Чувство нереальности стало сильным, как никогда. Его голова тошнотворно поплыла, а потом превратилась в сгусток чистой боли, сердце зашлось.

Лаврищев понял, что сейчас он намочит штаны.

— Отпусти! — что есть силы крикнул Станислав Кузьмич, сорвавшимся на фальцет голосом.

Пейков, совершенно не испытывал жалости к Станиславу Кузьмичу. На мгновение в его глазах сверкнула ярость. Он засмеялся негромко, и в его смехе была нотка безумия.

— Достижение одной цели способно свести вместе непримиримых врагов. Но это не означает, что они вдруг становятся друзьями! — Пейков всё же отвернулся, а Лаврищев, резко почувствовав свободу, но, не удержав равновесия, попятился назад и со всей дури ударился о стоящий сзади стол.

Сильный болевой прострел в области таза немного вернул его в реальность. Постепенно стали различимы детали интерьера. Лаврищев поймал себя на том, что перестал заглатывать воздух, как выброшенная на берег рыба. Появившийся на какое — то время сильный шум в ушах утих. Больно заныла рука, которой он судорожно вцепился в стол. Собрав в кулак всю свою волю, Станислав Кузьмич отклеился от ненавистного стола.

Ноги его не слушались. Зашатавшись, он снова схватился за спасительный край стола.

Но на этом его мучения не закончились. У него мгновенно покраснел нос и его пробил сильный чох.

— У тебя что? Аллергия? — съязвил Пейков. — Никак на меня!

Зажав рукой засоплививший нос, Лаврищев сделал несколько робких шагов и, поняв, что ноги пошли, вылетел из кабинета.
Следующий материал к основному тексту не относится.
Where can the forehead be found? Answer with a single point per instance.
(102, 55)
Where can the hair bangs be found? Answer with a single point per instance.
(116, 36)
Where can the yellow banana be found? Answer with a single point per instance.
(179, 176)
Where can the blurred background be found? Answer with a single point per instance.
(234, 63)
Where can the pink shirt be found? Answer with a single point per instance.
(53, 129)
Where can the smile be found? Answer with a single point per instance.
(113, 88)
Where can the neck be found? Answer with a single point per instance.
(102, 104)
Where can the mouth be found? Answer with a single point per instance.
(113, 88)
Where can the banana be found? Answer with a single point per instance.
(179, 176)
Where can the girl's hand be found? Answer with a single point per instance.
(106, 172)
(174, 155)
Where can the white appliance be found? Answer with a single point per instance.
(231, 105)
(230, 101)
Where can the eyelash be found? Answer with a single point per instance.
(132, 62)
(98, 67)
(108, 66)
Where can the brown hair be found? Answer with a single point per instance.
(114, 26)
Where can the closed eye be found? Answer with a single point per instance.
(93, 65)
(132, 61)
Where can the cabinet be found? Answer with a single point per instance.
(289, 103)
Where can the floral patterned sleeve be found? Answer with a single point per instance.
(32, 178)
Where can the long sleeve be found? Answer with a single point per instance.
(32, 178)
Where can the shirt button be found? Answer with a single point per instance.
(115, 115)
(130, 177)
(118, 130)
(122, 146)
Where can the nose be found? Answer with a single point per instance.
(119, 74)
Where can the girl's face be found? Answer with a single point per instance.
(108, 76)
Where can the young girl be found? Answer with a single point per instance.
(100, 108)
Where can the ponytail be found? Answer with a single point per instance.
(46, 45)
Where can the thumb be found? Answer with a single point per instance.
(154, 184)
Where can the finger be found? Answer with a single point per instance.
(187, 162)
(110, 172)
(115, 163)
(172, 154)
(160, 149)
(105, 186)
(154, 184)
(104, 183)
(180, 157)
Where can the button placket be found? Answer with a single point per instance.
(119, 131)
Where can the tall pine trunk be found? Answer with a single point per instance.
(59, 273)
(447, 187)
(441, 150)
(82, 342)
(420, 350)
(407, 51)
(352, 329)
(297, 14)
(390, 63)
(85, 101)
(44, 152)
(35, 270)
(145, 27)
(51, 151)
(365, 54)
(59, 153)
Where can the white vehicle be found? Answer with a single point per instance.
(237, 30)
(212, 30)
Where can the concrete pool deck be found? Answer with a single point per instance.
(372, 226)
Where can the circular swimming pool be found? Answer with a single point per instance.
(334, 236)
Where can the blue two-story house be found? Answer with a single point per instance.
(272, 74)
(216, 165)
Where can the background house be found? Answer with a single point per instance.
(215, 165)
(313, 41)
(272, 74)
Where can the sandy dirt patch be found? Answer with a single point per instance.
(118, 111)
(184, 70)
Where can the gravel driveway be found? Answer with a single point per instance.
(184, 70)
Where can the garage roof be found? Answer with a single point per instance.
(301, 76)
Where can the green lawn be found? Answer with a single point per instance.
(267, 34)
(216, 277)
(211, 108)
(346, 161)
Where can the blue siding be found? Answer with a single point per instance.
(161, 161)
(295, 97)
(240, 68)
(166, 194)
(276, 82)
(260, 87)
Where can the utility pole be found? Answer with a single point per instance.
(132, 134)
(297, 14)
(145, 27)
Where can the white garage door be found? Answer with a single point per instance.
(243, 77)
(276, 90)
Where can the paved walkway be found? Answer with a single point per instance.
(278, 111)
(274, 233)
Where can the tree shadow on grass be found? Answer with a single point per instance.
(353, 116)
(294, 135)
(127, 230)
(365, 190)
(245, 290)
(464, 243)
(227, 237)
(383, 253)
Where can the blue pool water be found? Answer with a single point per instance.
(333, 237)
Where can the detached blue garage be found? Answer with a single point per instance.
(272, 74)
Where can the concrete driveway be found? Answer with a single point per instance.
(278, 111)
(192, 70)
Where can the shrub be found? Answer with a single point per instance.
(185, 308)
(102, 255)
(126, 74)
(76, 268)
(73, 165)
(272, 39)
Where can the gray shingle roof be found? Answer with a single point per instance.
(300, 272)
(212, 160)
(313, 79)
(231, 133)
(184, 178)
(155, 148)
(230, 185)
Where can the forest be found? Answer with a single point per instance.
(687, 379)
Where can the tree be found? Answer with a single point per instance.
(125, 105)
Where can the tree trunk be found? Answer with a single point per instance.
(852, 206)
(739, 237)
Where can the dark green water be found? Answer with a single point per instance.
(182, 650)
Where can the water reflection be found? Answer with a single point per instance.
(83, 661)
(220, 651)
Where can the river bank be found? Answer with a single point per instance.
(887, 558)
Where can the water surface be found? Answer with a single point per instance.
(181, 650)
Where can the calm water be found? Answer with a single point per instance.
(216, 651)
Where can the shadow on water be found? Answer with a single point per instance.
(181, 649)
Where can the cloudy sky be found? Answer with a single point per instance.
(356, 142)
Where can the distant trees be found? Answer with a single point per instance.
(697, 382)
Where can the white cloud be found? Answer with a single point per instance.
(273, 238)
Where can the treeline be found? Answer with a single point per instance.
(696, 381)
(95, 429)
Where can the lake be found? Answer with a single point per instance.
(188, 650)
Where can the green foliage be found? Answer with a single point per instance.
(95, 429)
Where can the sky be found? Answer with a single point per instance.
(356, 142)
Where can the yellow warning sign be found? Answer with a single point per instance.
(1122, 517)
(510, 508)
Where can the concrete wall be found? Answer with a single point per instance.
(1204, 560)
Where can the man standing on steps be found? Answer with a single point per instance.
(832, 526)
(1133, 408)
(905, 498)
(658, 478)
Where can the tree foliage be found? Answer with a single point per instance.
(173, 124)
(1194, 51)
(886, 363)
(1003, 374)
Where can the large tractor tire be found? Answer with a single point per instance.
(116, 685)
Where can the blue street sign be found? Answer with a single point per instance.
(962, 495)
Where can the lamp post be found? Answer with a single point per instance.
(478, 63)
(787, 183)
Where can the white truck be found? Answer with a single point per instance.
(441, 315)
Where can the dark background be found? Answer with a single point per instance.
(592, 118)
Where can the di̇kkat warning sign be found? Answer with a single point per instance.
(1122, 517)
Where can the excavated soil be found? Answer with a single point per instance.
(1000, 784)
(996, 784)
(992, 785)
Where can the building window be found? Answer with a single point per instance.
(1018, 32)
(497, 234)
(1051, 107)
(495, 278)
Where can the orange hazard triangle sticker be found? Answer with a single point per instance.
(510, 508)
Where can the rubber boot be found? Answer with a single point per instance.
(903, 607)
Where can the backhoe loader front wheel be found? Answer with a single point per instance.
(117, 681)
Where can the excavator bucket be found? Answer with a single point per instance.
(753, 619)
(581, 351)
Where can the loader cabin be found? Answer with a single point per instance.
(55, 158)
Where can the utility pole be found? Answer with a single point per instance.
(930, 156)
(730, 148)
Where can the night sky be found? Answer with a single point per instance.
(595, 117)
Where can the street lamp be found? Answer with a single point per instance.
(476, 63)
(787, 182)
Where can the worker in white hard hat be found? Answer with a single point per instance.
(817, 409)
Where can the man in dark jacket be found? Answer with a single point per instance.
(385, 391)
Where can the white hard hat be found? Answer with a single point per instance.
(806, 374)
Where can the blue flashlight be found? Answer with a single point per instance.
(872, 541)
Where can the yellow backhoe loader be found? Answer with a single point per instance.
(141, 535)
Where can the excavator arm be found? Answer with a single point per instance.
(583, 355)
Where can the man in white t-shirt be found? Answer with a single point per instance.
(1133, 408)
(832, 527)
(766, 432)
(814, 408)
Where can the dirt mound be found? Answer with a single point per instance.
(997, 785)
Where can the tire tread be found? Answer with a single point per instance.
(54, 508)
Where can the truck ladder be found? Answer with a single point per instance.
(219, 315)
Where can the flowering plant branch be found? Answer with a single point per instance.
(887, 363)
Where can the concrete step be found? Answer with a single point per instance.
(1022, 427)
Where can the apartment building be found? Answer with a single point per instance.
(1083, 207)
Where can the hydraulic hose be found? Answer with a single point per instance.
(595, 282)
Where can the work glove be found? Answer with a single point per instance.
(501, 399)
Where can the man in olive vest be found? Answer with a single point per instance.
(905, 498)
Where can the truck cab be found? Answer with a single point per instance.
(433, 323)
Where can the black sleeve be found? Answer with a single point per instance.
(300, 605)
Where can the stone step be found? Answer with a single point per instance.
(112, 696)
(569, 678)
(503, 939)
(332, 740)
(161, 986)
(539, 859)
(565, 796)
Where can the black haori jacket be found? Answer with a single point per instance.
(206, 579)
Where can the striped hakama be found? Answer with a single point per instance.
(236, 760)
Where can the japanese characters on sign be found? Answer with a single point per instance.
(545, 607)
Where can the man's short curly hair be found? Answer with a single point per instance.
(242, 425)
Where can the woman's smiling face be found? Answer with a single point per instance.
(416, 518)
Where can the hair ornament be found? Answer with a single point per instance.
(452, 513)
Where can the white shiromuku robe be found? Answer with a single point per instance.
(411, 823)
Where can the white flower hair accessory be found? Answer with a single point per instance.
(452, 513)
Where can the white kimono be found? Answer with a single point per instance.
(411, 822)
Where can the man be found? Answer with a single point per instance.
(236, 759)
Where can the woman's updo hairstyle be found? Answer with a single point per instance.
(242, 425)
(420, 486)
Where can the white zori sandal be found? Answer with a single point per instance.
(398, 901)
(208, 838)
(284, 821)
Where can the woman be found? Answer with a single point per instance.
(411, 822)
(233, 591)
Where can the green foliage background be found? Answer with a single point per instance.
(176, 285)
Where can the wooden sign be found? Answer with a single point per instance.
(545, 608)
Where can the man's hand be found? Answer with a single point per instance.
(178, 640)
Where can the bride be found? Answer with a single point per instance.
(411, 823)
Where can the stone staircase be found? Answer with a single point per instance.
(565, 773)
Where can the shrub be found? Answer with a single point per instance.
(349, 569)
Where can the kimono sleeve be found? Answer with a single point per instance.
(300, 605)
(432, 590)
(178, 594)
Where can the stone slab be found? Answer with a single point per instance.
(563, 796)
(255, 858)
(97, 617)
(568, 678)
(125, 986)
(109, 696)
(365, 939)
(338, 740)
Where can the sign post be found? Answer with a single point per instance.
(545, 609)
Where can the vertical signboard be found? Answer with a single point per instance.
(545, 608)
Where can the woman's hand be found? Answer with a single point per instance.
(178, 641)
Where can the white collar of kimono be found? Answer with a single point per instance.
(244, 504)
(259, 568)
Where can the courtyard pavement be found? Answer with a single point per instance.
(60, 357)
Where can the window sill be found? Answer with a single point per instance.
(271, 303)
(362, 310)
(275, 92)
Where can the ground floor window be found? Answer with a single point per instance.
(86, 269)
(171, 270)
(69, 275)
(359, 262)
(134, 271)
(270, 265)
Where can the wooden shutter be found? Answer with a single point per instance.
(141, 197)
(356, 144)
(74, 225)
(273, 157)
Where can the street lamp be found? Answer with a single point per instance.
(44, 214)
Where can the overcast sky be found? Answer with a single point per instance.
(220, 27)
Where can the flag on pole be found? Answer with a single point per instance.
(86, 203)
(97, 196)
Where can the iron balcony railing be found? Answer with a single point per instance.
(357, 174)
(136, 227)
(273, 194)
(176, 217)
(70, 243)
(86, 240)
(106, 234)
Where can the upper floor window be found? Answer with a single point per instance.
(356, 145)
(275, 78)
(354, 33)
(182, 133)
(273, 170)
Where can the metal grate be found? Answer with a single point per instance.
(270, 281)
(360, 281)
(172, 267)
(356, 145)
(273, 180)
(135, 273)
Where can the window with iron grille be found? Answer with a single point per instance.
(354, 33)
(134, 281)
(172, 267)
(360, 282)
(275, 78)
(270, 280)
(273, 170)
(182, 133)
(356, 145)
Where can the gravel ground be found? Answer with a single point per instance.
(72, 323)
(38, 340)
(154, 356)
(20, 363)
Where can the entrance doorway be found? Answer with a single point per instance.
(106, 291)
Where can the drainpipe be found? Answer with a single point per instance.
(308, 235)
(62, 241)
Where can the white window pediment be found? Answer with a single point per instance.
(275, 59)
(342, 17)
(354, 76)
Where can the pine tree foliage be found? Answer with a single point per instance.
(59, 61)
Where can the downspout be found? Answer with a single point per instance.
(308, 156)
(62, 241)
Он громко хлопнул за собой дверью и быстро пошёл к себе, сталкиваясь со спешащими на свои рабочие места, сотрудниками, недоумённо поглядывавшими на него.

Обычно лощёный, всегда на галстуке и на костюме, сейчас хозяин их, мягко говоря, шокировал. Он словно постарел на десяток лет и его сковал нереальный страх. А на его лице среди проступивших морщин ярко алел распухший, сопливый нос и цвела пощёчина от его собственной ладони.

— Подумаешь колдун! Видали мы таких! Да это же обычный гипноз, которым владеют, даже промышляющие на вокзале грязные цыганки. Или это у меня, как любит говорить Людмила, пробивается синдром навязчивых состояний?

Станислав Кузьмич судорожно соображал, что ему теперь делать, но его голова была пуста.

— Ничего страшного, — успокоил себя Лаврищев. — У меня теперь столько денег, что я могу себе позволить любое состояние и спать спокойно!

Он попробовал довольно улыбнуться, но изобразил лишь дикий оскал. И страх усиливался вопреки всем, выстраиваемым им доводам, парализуя мозг. Ведь поводов для волнения было хоть отбавляй.

31

Артём долго стоял, глядя в окно. Белая, застывшая в окне, картина была похожа на бездушные фотообои. Или это он пригвоздил взглядом время? Пейков отвернулся к настенному мини — бару, налил в фужер немного коньяка, выпил разом и занюхал сигаретой.

Он вышел на ступеньки офиса, закурил и вздрогнул: прямо перед ним по тротуару шёл ангел.

Приглядевшись, Артём заметил, что ангела видит не он один. Прохожие обалдело провожали взглядом девушку с крыльями из настоящих белых перьев за спиной. Некоторые показывали на неё пальцем. Кто — то крутил у виска. И было от чего. Девушка шла неспешной походкой, улыбаясь блаженной улыбкой, а по её щекам катились слёзы.

Артём поймал её блуждающий взгляд.

Девушка была участницей ночного фрик — шоу.

В детстве она мечтала стать артисткой, но мать настояла на медицинском училище. Девушка подчинилась, ведь она всегда хотела нести людям добро.

Вчера друзья затащили её на шоу. Ухватив крылья ангела, она так вошла в роль, что заигралась и выложилась полностью. Этой ночью был её звёздный час.